Comienzas justo en el malecón de Cartagena con una introducción amigable sobre seguridad antes de salir solo en tu jet ski—sin compartir a menos que quieras. Navega por Bocagrande y El Laguito con apoyo local si lo necesitas. Sentirás la adrenalina y la calma mientras pasas por vistas urbanas o haces una pausa para respirar. Es diversión sencilla y auténtica que te queda grabada.
Cuando llegamos al pequeño muelle en Cartagena, no tenía muy claro qué esperar; solo sabía que había reservado un jet ski por una hora porque un amigo me dijo que era “la mejor forma de conocer Bocagrande”. El equipo ya estaba ahí, charlando en español pero cambiando rápido al inglés cuando nos vieron dudar. Me dieron un chaleco salvavidas naranja brillante (aún olía a sal y protector solar) y me explicaron lo básico de seguridad. La verdad, estaba nervioso—nunca había manejado un jet ski—pero nuestro guía sonrió y dijo, “Muy fácil, ya verás.” Y no se equivocó.
Los primeros minutos fueron un poco tambaleantes, no voy a mentir. Agarraba el manillar tan fuerte que se me pusieron blancas las nudillos. Pero después de un rato, todo encajó—el agua se sentía más suave de lo que imaginaba y el skyline de la ciudad empezó a deslizarse frente a mí. Es una mezcla extraña: viento en la cara y el sonido lejano de salsa desde los bares de la playa. En un momento bajamos la velocidad cerca de Castillogrande para que el guía nos señalara algunas casas coloniales antiguas (solo entendí la mitad por el ruido del motor, pero me dieron ganas de explorarlas luego). Podíamos cambiar de conductor, pero para entonces yo ya estaba disfrutando demasiado.
Cerca de El Laguito, me relajé un poco—literalmente solté un poco el acelerador—y me dejé flotar un segundo. El agua estaba tibia contra mis piernas, el sol pegaba fuerte en los hombros. Un par de niños locales saludaban desde un bote de pesca cercano; intenté devolver el saludo sin caerme (casi lo logro). Es curioso cómo te olvidas rápido de verte ridículo cuando estás ahí afuera. Todo se sentía rápido y lento a la vez—todavía recuerdo esa vista hacia el centro histórico de Cartagena, con todos esos colores contra el cielo.
Puedes elegir entre 30 o 60 minutos para tu paseo en jet ski por la costa de Cartagena.
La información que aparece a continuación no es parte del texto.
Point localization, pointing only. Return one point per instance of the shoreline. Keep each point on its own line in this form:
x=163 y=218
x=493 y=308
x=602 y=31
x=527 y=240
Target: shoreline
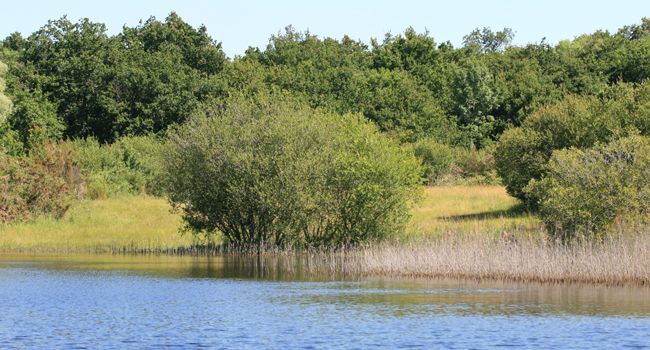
x=617 y=262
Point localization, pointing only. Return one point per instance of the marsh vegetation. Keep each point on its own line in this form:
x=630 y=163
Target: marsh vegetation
x=326 y=145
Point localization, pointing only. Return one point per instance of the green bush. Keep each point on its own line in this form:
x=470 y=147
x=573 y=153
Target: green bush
x=5 y=103
x=584 y=192
x=132 y=165
x=576 y=121
x=437 y=159
x=443 y=164
x=281 y=175
x=42 y=184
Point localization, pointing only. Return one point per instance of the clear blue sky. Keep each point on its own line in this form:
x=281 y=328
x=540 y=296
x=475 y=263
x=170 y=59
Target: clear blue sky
x=239 y=24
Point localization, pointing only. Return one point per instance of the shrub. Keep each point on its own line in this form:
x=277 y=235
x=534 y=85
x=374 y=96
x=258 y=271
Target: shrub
x=443 y=164
x=42 y=184
x=583 y=192
x=436 y=158
x=576 y=121
x=35 y=120
x=477 y=166
x=280 y=174
x=132 y=165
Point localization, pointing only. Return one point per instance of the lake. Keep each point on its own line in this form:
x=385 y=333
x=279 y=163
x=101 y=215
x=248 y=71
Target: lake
x=118 y=302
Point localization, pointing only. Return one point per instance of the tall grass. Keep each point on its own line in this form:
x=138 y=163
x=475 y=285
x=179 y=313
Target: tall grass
x=623 y=260
x=121 y=224
x=474 y=232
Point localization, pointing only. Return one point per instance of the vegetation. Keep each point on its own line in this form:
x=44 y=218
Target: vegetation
x=278 y=174
x=141 y=223
x=586 y=192
x=576 y=121
x=132 y=165
x=122 y=224
x=85 y=113
x=42 y=184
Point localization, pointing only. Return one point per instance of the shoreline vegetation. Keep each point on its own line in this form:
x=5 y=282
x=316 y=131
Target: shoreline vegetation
x=321 y=147
x=457 y=232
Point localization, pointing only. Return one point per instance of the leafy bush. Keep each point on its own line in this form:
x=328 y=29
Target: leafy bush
x=5 y=102
x=437 y=159
x=444 y=164
x=585 y=191
x=280 y=174
x=35 y=120
x=579 y=122
x=132 y=165
x=42 y=184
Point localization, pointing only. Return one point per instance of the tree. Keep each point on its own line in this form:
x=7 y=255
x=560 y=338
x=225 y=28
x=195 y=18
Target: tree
x=486 y=40
x=267 y=174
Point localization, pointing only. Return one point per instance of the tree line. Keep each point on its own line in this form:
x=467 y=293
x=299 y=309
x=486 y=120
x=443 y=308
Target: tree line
x=488 y=109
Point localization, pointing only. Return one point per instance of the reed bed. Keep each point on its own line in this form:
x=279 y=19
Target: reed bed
x=616 y=261
x=624 y=260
Sí, cada alquiler incluye una charla de seguridad y apoyo de personal bilingüe; los guías pueden acompañarte si tienes dudas.
Explorarás Bocagrande, Castillogrande y El Laguito a lo largo de la costa de Cartagena.
Sí, todos reciben chalecos salvavidas antes de comenzar el paseo.
Los niños son bienvenidos, pero deben ir acompañados por sus padres durante la actividad.
No hay depósitos ni cargos ocultos—todo está claro desde la reserva hasta el paseo.
Sí, el personal habla inglés y español para ayudarte en todo momento.
Tu día incluye la coordinación previa en un punto de encuentro fácil en Cartagena, uso completo de un jet ski moderno Yamaha o Sea-Doo por 30 o 60 minutos (tú eliges), todo el equipo de seguridad como chalecos salvavidas, y la guía de personal bilingüe que te explicará todo antes de salir a navegar por Bocagrande y El Laguito.